Como si fuese pan de todos los días, la violencia hacia los niños y adolescentes se manifiesta claramente, con datos, evidencias y con tragedias humanas en todos los continentes, en nuestra región, en nuestro país, en todos los espacios donde se encuentran.
En tan solo dos semanas, en Costa Rica, una niña de cuatro años fue víctima de tortura; cinco menores de edad resultaron heridos de bala por disputas entre grupos narcos, dos fallecieron; dos adolescentes quedaron embarazadas producto de violación de sus padres; una adolescente de 17 años se suicidó; una adolescente de 16 años murió a manos de su pareja de 41 años; y una madre de 26 años fue condenada a 15 años de prisión por tolerar agresiones contra su hija de 14 meses.
Lo novedoso es que ya no es el “simple” abandono, no es el pellizco, el manotazo, la negligencia, el uso del niño como etiqueta política o publicitaria. Ahora es tortura pura y dura. Son actos que con fría indiferencia son intencionados y premeditados, conscientes, ejercidos por las personas más cercanas, familiares, grupos organizados, por Estados.
Tipos de violencia. Hay violencia por discriminación, prejuicios, estigmatización, xenofobia, racismo, egoísmo, indiferencia, por mantener una visión adulta y sesgada, por creer que la responsabilidad es solo del Gobierno. Por no conocer las responsabilidades como ciudadanos o por desconocer lo que dicta la ley, y por no denunciar situaciones que atentan contra la vida, convirtiéndose en cómplices directos o indirectos de un homicidio colectivo de niños y adolescentes.
Todas esas violencias destruyen, dejan cicatrices profundas a quienes han tenido “suerte” de sobrevivir.
También hay violencia institucional, al no lograr garantizar una adecuada atención, protección, desarrollo y seguridad de todas las personas menores de edad que están bajo su jurisdicción.
Algunos gobiernos pecan por su débil e inoportuna respuesta; otros porque su respuesta solo está planificada cuando ya se cometió el daño. Los sistemas de justicia son lentos y la sociedad siente que no están dando la talla al dejar libres e impunes a los agresores o al poner medidas que no parecen corresponder con la gravedad del delito cometido.
La prevención está ausente o no tiene mucho alcance, las causas que generan violencia son cada vez más complejas y están muy arraigadas en las culturas en donde prevalece el adultocentrismo y el patriarcado.
Definitivamente se requieren mayores esfuerzos para superar las dificultades de la aplicación de la normativa y la falta de inversión, de acciones transformadoras que cuenten con el compromiso de cada uno de los habitantes y de los que asumen cargos públicos, los que deben garantizar la calidad de vida digna para todos sin discriminación alguna.

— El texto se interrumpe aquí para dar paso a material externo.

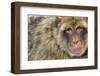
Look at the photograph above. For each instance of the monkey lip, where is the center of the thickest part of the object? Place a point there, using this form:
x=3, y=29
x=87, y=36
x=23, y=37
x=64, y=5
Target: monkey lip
x=76, y=48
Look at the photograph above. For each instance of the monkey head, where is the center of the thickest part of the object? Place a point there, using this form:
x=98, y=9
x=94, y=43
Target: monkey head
x=72, y=35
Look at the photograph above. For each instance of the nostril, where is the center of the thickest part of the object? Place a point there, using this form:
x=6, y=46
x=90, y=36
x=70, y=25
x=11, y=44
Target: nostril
x=75, y=42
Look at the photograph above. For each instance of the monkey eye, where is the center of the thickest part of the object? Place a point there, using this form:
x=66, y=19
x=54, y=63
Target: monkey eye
x=68, y=30
x=79, y=29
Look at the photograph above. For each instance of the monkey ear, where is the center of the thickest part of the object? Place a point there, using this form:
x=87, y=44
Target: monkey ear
x=57, y=21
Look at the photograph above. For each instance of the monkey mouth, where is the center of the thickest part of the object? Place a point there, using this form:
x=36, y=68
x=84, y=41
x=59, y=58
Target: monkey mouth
x=76, y=48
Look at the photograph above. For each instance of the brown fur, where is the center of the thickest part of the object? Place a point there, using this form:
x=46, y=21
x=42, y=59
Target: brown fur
x=47, y=40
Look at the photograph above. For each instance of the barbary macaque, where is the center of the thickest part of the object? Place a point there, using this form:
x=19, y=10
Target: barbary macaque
x=59, y=37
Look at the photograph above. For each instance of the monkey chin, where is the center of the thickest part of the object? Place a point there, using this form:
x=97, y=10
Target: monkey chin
x=76, y=53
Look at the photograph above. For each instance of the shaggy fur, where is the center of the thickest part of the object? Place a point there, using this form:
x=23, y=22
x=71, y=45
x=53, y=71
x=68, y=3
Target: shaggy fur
x=46, y=41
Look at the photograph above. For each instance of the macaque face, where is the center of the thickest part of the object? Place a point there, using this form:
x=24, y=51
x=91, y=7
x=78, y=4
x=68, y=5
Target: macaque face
x=74, y=35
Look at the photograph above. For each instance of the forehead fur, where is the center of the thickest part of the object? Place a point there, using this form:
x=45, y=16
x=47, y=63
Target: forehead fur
x=71, y=20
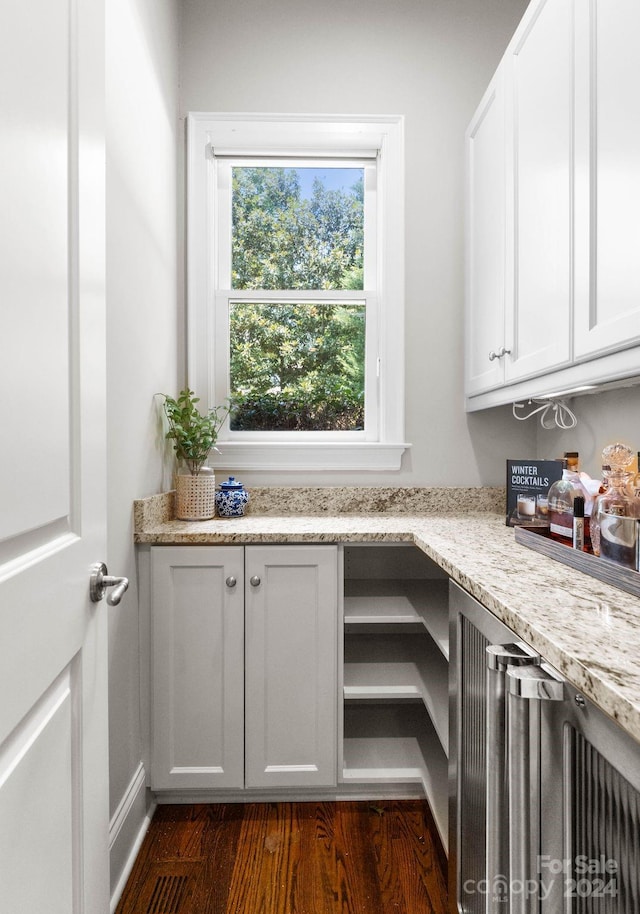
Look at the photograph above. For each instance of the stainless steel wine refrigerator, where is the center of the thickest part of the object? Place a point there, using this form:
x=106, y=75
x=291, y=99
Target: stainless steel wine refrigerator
x=545, y=788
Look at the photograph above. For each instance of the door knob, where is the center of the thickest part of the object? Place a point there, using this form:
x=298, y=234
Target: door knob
x=99, y=582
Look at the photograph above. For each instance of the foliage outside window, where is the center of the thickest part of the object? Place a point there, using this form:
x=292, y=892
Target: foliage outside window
x=296, y=287
x=297, y=365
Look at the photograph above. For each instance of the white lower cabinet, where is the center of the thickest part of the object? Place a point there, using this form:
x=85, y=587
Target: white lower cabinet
x=244, y=667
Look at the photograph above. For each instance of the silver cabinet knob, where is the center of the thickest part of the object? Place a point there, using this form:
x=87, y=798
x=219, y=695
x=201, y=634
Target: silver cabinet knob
x=100, y=581
x=499, y=354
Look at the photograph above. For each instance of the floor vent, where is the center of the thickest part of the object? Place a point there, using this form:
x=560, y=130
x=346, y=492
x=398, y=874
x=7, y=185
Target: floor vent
x=168, y=895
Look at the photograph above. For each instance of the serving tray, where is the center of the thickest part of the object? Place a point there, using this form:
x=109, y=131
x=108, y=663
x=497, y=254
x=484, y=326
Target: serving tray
x=538, y=539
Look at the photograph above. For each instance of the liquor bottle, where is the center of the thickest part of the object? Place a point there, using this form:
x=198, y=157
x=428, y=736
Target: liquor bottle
x=594, y=527
x=573, y=461
x=618, y=508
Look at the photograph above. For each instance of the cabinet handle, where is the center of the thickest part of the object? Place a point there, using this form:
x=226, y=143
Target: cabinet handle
x=499, y=354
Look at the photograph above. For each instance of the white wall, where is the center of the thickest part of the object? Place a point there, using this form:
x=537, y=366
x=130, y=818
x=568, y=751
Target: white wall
x=429, y=60
x=142, y=329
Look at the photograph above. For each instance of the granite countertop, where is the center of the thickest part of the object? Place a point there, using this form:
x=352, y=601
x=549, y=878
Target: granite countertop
x=588, y=630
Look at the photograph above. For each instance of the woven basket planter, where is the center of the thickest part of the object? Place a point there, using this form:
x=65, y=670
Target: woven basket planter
x=195, y=496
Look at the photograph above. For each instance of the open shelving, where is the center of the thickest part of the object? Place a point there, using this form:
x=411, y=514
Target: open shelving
x=395, y=676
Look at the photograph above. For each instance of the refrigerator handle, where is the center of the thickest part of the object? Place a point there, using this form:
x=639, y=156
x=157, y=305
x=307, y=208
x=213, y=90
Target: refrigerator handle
x=527, y=689
x=499, y=658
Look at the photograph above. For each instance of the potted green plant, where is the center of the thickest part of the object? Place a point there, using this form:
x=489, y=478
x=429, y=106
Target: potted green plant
x=194, y=435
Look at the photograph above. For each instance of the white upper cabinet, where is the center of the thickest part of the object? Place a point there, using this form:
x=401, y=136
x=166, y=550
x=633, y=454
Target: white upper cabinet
x=519, y=207
x=553, y=207
x=539, y=88
x=608, y=176
x=485, y=240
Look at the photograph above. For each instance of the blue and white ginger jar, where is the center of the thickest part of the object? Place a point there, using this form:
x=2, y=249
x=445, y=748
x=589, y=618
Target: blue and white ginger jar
x=231, y=498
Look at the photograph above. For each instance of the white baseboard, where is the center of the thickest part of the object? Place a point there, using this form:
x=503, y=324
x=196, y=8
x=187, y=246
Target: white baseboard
x=126, y=832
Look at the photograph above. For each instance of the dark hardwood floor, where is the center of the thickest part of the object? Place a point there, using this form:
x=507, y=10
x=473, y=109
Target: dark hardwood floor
x=290, y=858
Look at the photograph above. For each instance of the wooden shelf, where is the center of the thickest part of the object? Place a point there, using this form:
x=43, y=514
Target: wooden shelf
x=396, y=744
x=399, y=667
x=391, y=602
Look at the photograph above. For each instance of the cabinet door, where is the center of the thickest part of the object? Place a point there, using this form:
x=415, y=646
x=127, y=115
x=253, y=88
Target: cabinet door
x=198, y=666
x=608, y=176
x=485, y=241
x=539, y=85
x=291, y=666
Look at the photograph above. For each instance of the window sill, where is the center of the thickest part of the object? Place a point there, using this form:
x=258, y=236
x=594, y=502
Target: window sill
x=311, y=455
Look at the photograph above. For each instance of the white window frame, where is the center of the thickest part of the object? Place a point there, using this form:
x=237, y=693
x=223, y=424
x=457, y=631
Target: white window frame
x=381, y=445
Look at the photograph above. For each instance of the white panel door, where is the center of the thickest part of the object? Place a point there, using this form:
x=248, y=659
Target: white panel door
x=198, y=666
x=291, y=666
x=485, y=241
x=540, y=192
x=53, y=663
x=608, y=176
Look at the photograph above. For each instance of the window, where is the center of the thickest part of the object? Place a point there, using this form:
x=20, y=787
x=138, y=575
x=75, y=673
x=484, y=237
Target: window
x=295, y=299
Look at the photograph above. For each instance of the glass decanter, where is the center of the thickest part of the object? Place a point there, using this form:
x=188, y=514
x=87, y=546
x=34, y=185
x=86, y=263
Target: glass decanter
x=617, y=509
x=560, y=503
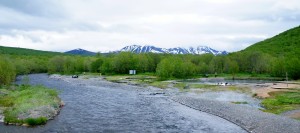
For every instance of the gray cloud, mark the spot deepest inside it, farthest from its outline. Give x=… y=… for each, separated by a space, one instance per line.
x=102 y=25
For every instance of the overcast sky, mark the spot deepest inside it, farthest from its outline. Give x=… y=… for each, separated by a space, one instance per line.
x=106 y=25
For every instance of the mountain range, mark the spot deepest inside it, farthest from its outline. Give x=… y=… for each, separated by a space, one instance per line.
x=153 y=49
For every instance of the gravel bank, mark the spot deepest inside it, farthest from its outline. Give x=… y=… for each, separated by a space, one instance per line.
x=250 y=119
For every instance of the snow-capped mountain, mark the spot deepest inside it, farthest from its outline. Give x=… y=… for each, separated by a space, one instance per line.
x=177 y=50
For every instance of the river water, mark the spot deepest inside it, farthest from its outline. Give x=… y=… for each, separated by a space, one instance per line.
x=95 y=105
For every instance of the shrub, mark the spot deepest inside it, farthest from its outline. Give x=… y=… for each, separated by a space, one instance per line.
x=36 y=121
x=7 y=71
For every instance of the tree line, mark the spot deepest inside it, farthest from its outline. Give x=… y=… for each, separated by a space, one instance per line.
x=165 y=66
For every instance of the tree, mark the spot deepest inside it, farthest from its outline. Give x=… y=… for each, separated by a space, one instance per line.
x=293 y=68
x=56 y=64
x=96 y=65
x=123 y=62
x=175 y=67
x=232 y=67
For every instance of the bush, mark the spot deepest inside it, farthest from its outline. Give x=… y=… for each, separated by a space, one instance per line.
x=7 y=71
x=174 y=67
x=36 y=121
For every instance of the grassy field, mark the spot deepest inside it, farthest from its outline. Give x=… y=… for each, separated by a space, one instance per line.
x=280 y=102
x=30 y=105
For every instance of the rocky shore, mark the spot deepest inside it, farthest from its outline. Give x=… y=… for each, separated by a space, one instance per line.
x=250 y=119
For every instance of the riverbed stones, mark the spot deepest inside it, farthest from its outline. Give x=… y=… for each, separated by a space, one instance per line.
x=250 y=119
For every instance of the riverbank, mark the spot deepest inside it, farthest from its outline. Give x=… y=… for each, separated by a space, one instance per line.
x=96 y=105
x=28 y=105
x=249 y=93
x=250 y=119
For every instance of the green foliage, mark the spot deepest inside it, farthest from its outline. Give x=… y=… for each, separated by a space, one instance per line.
x=96 y=65
x=281 y=102
x=36 y=121
x=175 y=67
x=285 y=44
x=26 y=98
x=26 y=52
x=7 y=71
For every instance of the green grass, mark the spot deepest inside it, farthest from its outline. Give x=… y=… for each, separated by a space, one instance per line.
x=240 y=102
x=281 y=102
x=26 y=98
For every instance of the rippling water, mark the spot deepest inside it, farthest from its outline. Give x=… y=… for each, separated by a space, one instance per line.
x=94 y=105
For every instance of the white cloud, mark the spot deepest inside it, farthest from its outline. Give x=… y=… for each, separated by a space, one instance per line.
x=101 y=25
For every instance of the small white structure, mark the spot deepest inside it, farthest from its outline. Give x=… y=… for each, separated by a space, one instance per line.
x=132 y=72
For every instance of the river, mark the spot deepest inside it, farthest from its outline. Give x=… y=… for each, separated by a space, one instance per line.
x=96 y=105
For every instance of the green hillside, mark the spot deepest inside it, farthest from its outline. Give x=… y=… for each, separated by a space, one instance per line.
x=24 y=51
x=284 y=44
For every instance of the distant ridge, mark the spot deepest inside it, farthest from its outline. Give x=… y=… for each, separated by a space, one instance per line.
x=286 y=43
x=80 y=52
x=177 y=50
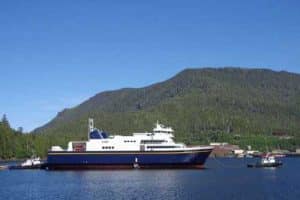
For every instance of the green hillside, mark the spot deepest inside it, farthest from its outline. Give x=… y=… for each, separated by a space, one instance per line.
x=242 y=106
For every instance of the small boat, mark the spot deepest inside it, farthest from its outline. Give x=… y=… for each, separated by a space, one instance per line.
x=266 y=161
x=33 y=163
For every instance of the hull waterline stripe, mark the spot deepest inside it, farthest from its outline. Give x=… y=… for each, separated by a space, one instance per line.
x=126 y=153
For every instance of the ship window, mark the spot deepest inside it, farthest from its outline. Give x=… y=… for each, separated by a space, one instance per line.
x=152 y=141
x=161 y=147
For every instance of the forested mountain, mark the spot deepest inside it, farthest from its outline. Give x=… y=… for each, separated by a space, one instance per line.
x=237 y=105
x=194 y=102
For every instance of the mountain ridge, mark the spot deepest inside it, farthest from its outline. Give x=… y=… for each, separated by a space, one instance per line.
x=225 y=99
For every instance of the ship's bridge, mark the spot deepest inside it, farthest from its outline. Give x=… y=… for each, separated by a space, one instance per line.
x=161 y=129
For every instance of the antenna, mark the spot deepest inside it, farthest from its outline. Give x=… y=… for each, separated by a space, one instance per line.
x=91 y=126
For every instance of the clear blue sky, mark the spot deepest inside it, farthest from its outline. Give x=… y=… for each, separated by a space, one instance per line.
x=55 y=54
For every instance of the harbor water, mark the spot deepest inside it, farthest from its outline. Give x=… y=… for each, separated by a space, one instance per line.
x=223 y=178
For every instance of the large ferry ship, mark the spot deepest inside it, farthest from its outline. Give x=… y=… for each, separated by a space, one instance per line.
x=155 y=149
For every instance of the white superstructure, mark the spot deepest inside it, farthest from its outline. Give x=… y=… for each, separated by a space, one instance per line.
x=161 y=139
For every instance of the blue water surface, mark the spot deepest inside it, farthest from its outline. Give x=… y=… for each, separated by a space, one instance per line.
x=224 y=178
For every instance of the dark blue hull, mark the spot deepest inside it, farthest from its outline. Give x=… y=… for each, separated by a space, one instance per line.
x=110 y=160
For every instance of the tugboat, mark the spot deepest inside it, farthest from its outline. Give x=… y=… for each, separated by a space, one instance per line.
x=266 y=161
x=33 y=163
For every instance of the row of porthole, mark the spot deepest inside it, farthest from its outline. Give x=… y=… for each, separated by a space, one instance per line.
x=108 y=147
x=129 y=141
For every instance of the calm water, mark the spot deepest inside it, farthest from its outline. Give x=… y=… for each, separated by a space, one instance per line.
x=223 y=179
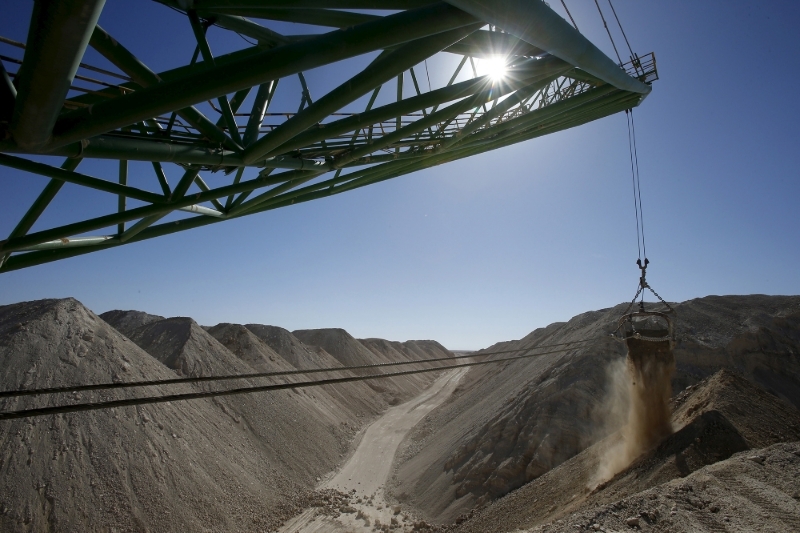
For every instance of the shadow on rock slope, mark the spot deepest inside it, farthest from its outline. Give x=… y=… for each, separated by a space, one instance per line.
x=508 y=424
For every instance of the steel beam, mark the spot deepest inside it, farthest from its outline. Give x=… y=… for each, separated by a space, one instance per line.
x=260 y=105
x=382 y=69
x=8 y=96
x=77 y=228
x=208 y=57
x=112 y=49
x=321 y=4
x=80 y=179
x=534 y=22
x=57 y=38
x=256 y=69
x=141 y=149
x=315 y=17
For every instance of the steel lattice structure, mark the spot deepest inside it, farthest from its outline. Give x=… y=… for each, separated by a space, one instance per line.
x=192 y=117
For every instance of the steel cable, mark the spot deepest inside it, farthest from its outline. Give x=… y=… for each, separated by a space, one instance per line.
x=206 y=379
x=93 y=406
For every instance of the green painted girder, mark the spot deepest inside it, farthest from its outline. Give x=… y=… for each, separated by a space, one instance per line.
x=556 y=81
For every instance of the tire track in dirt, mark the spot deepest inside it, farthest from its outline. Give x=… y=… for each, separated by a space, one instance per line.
x=366 y=472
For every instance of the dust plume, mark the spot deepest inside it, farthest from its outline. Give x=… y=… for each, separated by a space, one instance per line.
x=637 y=405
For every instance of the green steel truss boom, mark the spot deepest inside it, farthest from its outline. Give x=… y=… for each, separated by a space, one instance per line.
x=255 y=158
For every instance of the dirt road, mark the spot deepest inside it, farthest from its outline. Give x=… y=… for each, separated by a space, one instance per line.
x=368 y=468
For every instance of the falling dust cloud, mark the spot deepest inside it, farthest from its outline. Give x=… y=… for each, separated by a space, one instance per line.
x=637 y=405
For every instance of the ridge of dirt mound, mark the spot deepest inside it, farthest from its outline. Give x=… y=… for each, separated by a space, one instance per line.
x=225 y=464
x=159 y=468
x=356 y=398
x=127 y=321
x=712 y=428
x=755 y=490
x=406 y=351
x=507 y=424
x=292 y=349
x=249 y=348
x=350 y=352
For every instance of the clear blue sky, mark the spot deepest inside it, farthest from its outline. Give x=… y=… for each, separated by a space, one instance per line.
x=489 y=248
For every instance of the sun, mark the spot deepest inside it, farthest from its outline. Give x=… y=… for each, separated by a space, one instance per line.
x=495 y=67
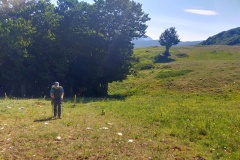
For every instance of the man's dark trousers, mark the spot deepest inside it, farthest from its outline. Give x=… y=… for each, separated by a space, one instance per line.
x=57 y=107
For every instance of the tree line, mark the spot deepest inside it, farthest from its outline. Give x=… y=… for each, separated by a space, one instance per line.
x=83 y=46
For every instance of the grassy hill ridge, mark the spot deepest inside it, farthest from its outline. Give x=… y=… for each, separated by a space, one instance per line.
x=186 y=107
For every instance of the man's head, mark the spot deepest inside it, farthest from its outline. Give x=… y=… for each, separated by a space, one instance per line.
x=56 y=84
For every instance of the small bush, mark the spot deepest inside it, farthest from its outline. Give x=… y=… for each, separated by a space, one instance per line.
x=171 y=73
x=144 y=66
x=182 y=55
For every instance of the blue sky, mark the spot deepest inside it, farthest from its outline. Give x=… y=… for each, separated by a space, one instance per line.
x=193 y=19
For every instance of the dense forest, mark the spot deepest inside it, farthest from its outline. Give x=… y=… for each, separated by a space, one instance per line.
x=83 y=46
x=230 y=37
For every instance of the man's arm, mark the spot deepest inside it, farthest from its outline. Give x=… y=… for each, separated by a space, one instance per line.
x=62 y=95
x=51 y=94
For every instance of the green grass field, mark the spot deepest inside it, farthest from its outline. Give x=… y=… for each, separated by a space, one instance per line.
x=184 y=107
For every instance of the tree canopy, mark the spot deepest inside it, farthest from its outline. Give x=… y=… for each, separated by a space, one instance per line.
x=168 y=38
x=83 y=46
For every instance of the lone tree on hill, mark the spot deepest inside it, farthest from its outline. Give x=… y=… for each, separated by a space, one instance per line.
x=168 y=38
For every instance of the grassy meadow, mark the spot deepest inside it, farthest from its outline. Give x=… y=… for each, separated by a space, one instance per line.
x=183 y=107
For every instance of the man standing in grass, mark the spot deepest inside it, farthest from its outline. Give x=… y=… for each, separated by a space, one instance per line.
x=57 y=93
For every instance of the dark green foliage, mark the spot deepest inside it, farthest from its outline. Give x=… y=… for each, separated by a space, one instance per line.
x=230 y=37
x=82 y=46
x=168 y=38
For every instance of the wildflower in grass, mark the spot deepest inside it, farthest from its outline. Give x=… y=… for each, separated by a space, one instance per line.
x=119 y=133
x=58 y=138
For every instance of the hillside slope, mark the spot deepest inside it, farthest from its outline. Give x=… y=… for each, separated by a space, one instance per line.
x=230 y=37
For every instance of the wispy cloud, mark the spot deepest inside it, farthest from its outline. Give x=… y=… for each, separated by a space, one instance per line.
x=201 y=12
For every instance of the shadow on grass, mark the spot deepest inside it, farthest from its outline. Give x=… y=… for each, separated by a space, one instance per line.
x=44 y=119
x=163 y=59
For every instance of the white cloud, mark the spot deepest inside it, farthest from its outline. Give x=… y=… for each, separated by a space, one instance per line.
x=201 y=12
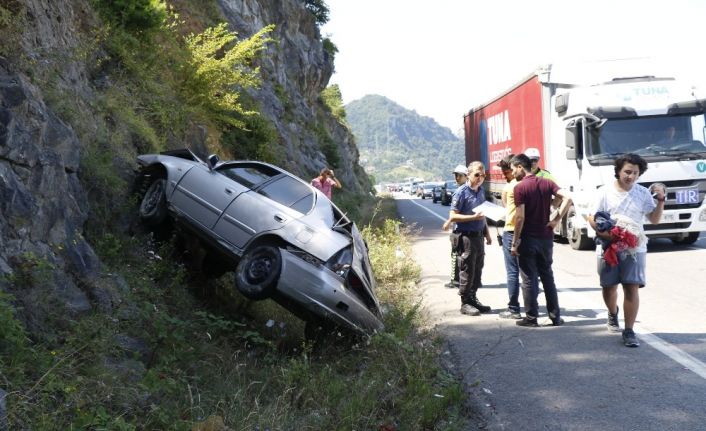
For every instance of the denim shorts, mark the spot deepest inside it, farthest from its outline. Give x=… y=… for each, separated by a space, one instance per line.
x=629 y=270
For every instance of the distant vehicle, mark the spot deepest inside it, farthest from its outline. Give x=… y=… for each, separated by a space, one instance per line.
x=436 y=193
x=283 y=239
x=447 y=191
x=425 y=191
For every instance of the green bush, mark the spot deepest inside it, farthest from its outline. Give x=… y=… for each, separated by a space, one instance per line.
x=220 y=67
x=136 y=16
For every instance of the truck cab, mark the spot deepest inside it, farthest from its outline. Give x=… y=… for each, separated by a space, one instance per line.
x=661 y=120
x=581 y=118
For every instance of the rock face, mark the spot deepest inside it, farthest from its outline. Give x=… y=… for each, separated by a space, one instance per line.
x=299 y=66
x=45 y=262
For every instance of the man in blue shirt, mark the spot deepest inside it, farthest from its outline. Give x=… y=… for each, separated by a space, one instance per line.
x=467 y=238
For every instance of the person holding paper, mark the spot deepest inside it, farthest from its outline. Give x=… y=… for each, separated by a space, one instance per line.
x=467 y=238
x=512 y=268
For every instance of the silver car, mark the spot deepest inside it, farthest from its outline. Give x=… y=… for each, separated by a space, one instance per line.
x=286 y=240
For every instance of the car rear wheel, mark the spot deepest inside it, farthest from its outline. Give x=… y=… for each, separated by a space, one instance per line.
x=577 y=239
x=153 y=209
x=691 y=238
x=258 y=271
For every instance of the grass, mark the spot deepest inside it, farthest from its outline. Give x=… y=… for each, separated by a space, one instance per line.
x=172 y=356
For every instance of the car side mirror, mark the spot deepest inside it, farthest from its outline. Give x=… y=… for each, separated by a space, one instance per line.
x=212 y=161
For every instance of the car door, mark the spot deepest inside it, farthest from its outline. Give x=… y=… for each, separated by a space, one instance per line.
x=267 y=207
x=203 y=194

Responsabilidad de todos. Nuestra idiosincrasia no nos ayuda mucho. Las expresiones “no es asunto mío”, “no estamos tan mal”, “seguro que se lo buscó”, etc., justifican el no actuar e invisibilizan la violencia.
Sí, tocamos fondo, pero es la oportunidad de levantarse de nuevo, y seguir luchando a favor de los derechos de los niños y adolescentes y por una vida sin violencia.
Como sociedad y desde el Estado, debemos sincerarnos y reconocer que hay algo que no va bien. Debemos promover la afectividad, el buen manejo de las emociones, la convivencia en armonía y el respeto por el otro, por el entorno y por nosotros mismos.
Lo anterior no se puede hacer solo, se necesita de la participación de todos, cada actor social, político, económico, tomador de decisiones, de cada Estado en su conjunto.
Se requiere de un pacto real duradero que supere el impacto de la noticia mediática, donde los cambios se deben dar en todos los niveles, desde lo cotidiano, en los hogares, en el trabajo, en las políticas, en los programas y en la relación con nuestros niños y adolescentes.
La autora es presidenta ejecutiva de Defensa de Niñas y Niños Internacional (DNI) Costa Rica.